The point of the tree calculus appears to be that it doesn't require the intermediate step of "pickling" or, as the author calls it, "quoting" the program to produce a data structure or other representation of the program [0]:
Previous accounts of self-interpretation had to work with programs that were not
normal forms, that were unstable. Stability was imposed by first quoting the program to
produce a data structure, by putting on some make-up. In tree calculus, the programs are
already data structures, so that no pre-processing is required; both of the self-evaluators
above act on the program and its input directly. In short, tree calculus supports honest
reflection without make-up.
It sounds similar to the notion of homoiconicity as in Lisp, but probably more precisely or even strongly stated.
> Plenty of programming languages with both macros and first class function objects (those that can be passed around and thus have data representations).
A language may have first class function objects, but its actual structure may be opaque and not open to reflection or manipulation (beyond of course just munging the source code as plaintext). You can maybe create a function literal, pass the function around and to higher-order functions, but you can't inspect or modify its internal structure, or decide program equality (based on either exact structure, or one program reducing to another according to the reduction rules of the calculus).
Lastly the tree calculus would also appear to differ from the lambda calculus in that programs are stable and won't reduce infinitely, instead converging on some normal form of irreducible terms. [1]
More precisely, the distinction would seem to be that programs in the tree calculus can analyze themselves with reference only to the reduction rules of the calculus, not needing to reach for some meta-language or theory outside the calculus that works on source code or some AST representation of the program [0]:
Reflective programs are programs that can act on themselves to query their own struc-
ture. The querying is important: that the identity function can be applied to itself does
not make it reflective. A simple example is the size function defined in Chapter 5.

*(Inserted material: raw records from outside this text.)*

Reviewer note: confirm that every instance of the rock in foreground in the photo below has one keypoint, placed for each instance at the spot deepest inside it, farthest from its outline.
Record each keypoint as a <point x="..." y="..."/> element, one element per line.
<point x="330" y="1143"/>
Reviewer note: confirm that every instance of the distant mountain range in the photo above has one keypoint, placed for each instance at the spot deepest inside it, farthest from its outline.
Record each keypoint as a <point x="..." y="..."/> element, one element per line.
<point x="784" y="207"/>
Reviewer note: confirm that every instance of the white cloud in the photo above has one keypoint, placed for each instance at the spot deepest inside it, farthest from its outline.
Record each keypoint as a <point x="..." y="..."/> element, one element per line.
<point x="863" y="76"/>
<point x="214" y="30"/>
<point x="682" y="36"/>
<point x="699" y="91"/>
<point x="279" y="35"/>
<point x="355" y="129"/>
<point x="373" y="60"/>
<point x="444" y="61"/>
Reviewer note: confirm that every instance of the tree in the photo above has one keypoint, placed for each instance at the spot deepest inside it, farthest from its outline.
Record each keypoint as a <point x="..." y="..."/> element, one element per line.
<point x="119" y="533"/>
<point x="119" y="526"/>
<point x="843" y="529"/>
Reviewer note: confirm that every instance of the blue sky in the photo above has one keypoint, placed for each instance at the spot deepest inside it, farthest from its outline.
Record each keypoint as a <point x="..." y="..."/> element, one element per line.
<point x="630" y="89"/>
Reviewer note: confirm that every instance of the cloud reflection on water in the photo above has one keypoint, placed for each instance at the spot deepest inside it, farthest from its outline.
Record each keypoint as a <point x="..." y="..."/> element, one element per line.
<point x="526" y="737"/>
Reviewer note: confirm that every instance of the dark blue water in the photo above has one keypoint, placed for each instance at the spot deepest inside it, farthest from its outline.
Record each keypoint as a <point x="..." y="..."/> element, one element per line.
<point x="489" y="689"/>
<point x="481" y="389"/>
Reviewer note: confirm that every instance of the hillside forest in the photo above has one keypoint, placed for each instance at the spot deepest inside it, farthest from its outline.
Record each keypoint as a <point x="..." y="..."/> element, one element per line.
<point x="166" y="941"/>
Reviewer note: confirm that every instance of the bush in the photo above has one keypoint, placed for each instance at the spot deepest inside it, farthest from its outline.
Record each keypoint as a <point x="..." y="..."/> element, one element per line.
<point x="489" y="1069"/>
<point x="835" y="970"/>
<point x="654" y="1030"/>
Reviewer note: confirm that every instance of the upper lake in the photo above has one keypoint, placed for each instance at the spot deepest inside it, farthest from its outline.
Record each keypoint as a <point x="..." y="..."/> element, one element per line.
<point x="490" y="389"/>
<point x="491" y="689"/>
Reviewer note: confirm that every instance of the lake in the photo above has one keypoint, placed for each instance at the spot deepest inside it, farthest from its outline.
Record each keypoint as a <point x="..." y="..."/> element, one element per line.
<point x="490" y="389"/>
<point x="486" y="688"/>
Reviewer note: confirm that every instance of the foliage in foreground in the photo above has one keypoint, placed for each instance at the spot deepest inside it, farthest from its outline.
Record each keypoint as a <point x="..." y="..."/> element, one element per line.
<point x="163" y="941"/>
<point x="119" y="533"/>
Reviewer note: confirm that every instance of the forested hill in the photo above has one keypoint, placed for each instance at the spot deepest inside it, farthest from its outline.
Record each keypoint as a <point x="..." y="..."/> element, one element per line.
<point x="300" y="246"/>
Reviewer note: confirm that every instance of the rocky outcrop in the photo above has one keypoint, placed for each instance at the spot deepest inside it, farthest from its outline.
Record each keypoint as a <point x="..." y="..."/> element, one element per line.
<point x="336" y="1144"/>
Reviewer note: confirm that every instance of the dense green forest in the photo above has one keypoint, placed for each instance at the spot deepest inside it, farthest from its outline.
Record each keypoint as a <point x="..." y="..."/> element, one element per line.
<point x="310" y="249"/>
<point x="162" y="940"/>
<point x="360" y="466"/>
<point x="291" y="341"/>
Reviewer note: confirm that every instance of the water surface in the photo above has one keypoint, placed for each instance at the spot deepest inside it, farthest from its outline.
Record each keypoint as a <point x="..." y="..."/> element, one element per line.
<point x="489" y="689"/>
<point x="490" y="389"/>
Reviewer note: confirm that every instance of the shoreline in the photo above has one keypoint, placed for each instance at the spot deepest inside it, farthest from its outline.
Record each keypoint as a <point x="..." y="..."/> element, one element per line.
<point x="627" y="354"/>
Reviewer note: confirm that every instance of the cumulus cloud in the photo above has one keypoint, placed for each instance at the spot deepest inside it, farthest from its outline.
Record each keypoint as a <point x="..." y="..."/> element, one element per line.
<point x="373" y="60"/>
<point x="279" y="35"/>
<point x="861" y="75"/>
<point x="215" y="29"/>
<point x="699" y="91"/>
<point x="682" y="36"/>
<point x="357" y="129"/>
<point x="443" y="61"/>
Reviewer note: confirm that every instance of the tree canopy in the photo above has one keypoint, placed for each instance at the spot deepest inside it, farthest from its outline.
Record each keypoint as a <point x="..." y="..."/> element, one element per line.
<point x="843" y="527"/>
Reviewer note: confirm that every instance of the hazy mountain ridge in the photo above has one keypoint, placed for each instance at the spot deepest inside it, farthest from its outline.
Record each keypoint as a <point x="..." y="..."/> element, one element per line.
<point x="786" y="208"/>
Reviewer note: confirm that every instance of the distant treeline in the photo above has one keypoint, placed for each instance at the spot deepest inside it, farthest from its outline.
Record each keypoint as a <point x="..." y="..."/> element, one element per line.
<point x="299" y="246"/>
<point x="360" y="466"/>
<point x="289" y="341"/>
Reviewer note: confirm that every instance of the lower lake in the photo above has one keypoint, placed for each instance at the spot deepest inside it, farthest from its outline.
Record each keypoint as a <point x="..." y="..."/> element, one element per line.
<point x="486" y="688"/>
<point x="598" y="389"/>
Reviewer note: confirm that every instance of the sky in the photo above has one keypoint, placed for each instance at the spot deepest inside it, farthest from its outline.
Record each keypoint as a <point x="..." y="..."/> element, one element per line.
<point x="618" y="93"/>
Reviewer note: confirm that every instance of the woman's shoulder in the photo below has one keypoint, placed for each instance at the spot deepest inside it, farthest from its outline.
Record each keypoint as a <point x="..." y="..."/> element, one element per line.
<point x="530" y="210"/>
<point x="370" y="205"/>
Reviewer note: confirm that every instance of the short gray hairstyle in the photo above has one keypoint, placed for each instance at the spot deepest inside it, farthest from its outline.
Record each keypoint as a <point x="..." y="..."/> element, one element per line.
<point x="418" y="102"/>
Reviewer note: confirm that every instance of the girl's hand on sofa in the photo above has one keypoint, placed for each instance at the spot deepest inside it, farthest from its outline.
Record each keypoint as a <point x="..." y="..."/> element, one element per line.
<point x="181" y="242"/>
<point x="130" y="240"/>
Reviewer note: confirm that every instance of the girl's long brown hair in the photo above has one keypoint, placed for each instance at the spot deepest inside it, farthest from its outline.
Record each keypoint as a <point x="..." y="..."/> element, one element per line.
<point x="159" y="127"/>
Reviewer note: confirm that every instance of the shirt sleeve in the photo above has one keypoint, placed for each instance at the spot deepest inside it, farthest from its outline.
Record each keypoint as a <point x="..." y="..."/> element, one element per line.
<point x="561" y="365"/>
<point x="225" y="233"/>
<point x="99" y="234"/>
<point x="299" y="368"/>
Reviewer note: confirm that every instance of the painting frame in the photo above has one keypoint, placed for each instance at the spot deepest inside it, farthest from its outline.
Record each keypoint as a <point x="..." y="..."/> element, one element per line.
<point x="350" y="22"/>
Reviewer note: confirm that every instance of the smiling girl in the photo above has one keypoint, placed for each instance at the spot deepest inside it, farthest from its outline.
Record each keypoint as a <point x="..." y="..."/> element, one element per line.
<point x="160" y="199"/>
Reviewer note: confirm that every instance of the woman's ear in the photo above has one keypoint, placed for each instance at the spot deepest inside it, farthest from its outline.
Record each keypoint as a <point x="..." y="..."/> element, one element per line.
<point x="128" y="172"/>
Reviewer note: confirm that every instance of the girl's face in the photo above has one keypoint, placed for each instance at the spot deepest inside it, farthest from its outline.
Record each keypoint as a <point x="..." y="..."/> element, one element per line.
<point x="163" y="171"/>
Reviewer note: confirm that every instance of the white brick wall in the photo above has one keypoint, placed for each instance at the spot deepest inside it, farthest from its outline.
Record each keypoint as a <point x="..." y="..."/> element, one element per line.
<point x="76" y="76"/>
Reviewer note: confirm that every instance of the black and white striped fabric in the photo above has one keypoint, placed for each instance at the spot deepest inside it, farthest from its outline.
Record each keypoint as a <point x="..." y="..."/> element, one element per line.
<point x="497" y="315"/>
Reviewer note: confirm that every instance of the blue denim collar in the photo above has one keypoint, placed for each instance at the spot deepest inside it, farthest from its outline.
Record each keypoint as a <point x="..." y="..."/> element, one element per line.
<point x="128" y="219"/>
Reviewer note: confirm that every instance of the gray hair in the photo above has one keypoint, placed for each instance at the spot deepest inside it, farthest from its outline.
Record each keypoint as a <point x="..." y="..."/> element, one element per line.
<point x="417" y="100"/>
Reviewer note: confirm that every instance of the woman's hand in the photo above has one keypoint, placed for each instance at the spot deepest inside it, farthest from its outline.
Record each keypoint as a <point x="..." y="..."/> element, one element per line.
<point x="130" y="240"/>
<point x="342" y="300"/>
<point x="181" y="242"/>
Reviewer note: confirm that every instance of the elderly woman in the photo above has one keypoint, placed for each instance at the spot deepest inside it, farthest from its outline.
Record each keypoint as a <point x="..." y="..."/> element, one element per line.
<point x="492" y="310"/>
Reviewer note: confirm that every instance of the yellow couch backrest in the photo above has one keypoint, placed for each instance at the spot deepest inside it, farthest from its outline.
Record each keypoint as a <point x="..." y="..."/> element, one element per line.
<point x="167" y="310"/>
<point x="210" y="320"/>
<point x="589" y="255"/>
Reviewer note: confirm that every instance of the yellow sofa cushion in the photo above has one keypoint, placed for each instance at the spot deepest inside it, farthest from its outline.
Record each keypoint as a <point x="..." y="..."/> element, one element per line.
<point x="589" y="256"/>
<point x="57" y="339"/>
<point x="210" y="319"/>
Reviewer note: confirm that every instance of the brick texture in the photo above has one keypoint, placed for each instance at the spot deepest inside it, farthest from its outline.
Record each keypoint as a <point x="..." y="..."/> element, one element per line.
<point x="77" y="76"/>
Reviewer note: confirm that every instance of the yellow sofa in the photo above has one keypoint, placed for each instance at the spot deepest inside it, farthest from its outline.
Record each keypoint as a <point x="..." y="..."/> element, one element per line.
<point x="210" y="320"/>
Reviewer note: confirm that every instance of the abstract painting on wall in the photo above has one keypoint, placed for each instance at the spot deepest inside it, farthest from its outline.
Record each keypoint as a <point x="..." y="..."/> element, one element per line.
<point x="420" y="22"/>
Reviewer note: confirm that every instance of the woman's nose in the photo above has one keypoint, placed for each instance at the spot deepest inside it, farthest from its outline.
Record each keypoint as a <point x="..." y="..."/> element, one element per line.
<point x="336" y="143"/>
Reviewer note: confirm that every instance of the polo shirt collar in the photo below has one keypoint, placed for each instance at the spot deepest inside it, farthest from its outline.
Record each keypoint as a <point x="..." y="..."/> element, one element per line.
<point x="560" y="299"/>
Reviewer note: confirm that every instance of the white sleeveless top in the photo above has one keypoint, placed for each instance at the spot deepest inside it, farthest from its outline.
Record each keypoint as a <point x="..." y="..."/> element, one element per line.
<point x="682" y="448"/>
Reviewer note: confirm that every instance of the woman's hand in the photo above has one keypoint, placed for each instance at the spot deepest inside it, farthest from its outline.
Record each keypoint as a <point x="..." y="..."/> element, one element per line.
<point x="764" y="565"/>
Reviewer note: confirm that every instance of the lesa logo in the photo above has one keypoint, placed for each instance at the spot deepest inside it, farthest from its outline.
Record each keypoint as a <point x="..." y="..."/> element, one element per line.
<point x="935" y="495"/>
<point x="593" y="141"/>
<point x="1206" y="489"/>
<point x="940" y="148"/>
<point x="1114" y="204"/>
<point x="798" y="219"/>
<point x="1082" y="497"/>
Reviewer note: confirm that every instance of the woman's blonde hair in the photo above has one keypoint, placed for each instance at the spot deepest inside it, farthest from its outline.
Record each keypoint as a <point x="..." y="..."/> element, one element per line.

When applied to itself, the result is (the tree of) the number 508 [...] Self-evaluation
in a calculus provides good evidence for the ability to perform program analysis and
optimisation within the calculus itself. Traditionally, self-interpreters were allowed to
act on the syntax tree of a program, i.e. its quotation. [...] When quotation lies
outside of the formal calculus then interpretation is separated from computation proper,
so that some sort of staging is required.
A demo of a size function is given here [1], implemented directly in the tree calculus:
By the measuring stick of "anything that gratifies one's intellectual curiosity," I'd say this submission has been a roaring success for a lot of people. The nice thing about HN is that if something on the front page doesn't gratify your personal curiosity there are 29 more things that might.
Well, "hoax" may indeed not be the best word, because it implies intent. I've known of another highly intelligent software developer that invented similar symbology, but was suffering from a mental disorder which made him believe his work was useful even though it's only uses were 'self-referential'. Highly intelligent people, including software developers, are not immune from such disorders.
Y Combinator is the simple syntax for representing the concept of passing a function to itself, so it's useful, for symbolic manipulation.
However the "Tree Calculus", just from those 5 little rules, is supposedly able to do all kinds of magic. I'm not buying it. It's nothing but musings and examples of binary trees, and how you can convert various data structures to binary trees.